‘Enact law for establishment of bone banks’

BY: Emmanuel Adu-Gyamerah
Dr Konadu-Yehoah (in tie) demonstrating how accident victims with fractured leg should be handled before being sent to the hospital
Dr Konadu-Yehoah (in tie) demonstrating how accident victims with fractured leg should be handled before being sent to the hospital

A senior Specialist Trauma and Orthopaedic Surgeon at the Komfo Anokye Teaching Hospital (KATH), Dr Dominic Konadu-Yeboah, has advocated the enactment of a law that will make it possible for the establishment of bone banks, just like blood banks in the country.

Such a law, according to him, will allow for the harvesting of bones from the dead, which will be treated scientifically to eliminate micro-organisms, and preserve them for use on victims of accidents who may critically need them.

Dr Konadu-Yeboah was speaking at a three-day training workshop in Kumasi for selected journalists from the northern sector on how to report on trauma and fractures.

The workshop was part of efforts to create awareness of paediatric trauma/fractures and to achieve the overall goal of the Paediatric Fracture Solutions for Ghana Project.

The goal of the project is to reduce disability, morbidity and mortality from paediatric musculoskeletal trauma through prevention and education by improving the clinical care provided by doctors, nurses, allied healthcare workers, first interveners and primary caregivers.

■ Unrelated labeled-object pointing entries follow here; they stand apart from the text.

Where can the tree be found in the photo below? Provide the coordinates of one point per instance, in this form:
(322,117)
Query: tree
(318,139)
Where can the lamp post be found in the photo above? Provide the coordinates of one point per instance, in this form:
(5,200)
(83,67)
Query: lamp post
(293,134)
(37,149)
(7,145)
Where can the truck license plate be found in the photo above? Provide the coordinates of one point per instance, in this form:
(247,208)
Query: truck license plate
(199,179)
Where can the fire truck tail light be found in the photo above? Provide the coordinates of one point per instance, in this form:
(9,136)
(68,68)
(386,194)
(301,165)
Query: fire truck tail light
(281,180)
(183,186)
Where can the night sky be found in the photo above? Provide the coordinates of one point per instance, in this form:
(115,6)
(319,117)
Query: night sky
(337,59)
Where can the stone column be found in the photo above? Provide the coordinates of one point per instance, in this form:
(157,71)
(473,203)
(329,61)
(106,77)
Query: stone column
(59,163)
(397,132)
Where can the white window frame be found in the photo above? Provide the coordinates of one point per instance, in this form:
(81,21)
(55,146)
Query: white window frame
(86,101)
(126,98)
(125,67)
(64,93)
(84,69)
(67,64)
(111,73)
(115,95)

The workshop was organised by the Ghana College of Physicians, in collaboration with OA Alliance, a developmental non-profit organisation dedicated to improving the care of the injured in lower-and middle-income countries.

Bone bank

Dr Konadu-Yeboah stated that, “if we have a bone bank, we can resort to that facility and get the bone that we need to serve specific purposes that can enhance the outcomes of the treatment to make the patient very happy”.

He explained that there was the need for a law that would make the setting up of such a facility legal and called on stakeholders to give the proposal a critical thought.

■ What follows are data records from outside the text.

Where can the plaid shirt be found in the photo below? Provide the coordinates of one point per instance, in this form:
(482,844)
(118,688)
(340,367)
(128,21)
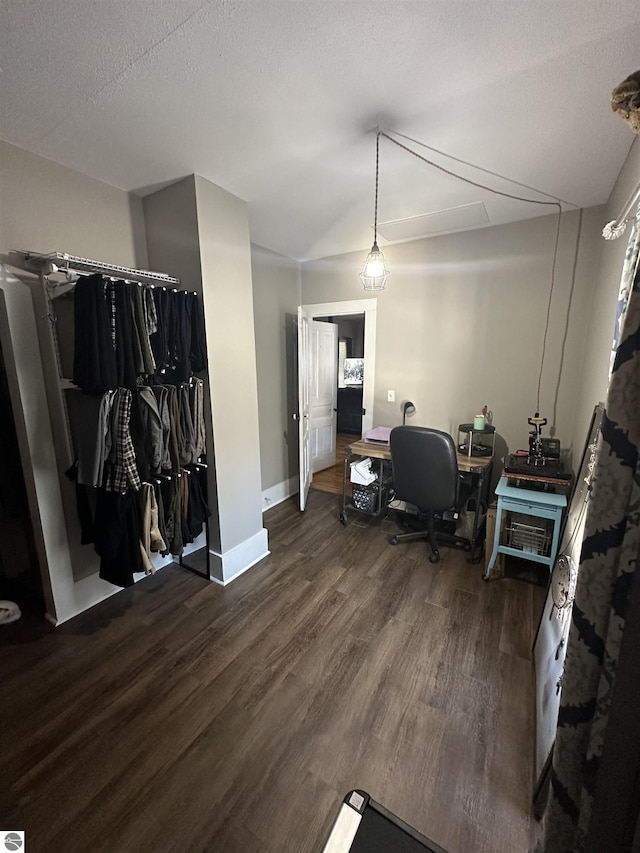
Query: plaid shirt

Dr Konadu-Yeboah stated that as the practice of orthopaedic in Ghana continued to develop, more orthopaedic surgeons were doing complicated operations, which required such a facility to enhance their work.

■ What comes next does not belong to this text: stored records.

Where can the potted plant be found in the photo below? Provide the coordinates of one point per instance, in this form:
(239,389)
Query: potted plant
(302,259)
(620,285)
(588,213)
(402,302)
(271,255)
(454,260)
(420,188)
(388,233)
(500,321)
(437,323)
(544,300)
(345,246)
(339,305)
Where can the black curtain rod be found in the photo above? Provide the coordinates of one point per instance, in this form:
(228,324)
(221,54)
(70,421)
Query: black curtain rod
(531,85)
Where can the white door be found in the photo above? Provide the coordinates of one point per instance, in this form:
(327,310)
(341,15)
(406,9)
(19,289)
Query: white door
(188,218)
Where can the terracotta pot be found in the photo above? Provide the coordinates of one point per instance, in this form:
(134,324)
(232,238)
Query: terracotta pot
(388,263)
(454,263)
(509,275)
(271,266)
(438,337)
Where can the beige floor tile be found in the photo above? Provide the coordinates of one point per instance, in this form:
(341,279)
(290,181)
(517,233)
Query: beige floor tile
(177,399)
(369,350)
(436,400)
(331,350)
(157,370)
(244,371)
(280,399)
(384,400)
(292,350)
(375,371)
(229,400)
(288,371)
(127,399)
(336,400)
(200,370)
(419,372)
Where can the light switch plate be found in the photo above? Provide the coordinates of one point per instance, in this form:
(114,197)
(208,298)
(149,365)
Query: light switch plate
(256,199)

Without such a facility, sometimes limbs may be amputated which otherwise could have been saved, he explained.

Precautionary measures

Dr Konadu-Yeboah called for the dissemination of information on injury prevention to all parts of the country so as to minimise injury-related preventable deaths and disability.

The orthopaedic surgeon also called for the building of capacity in trauma care to enable members of the communities to know how to handle such injuries before the victims were sent to hospitals for treatment.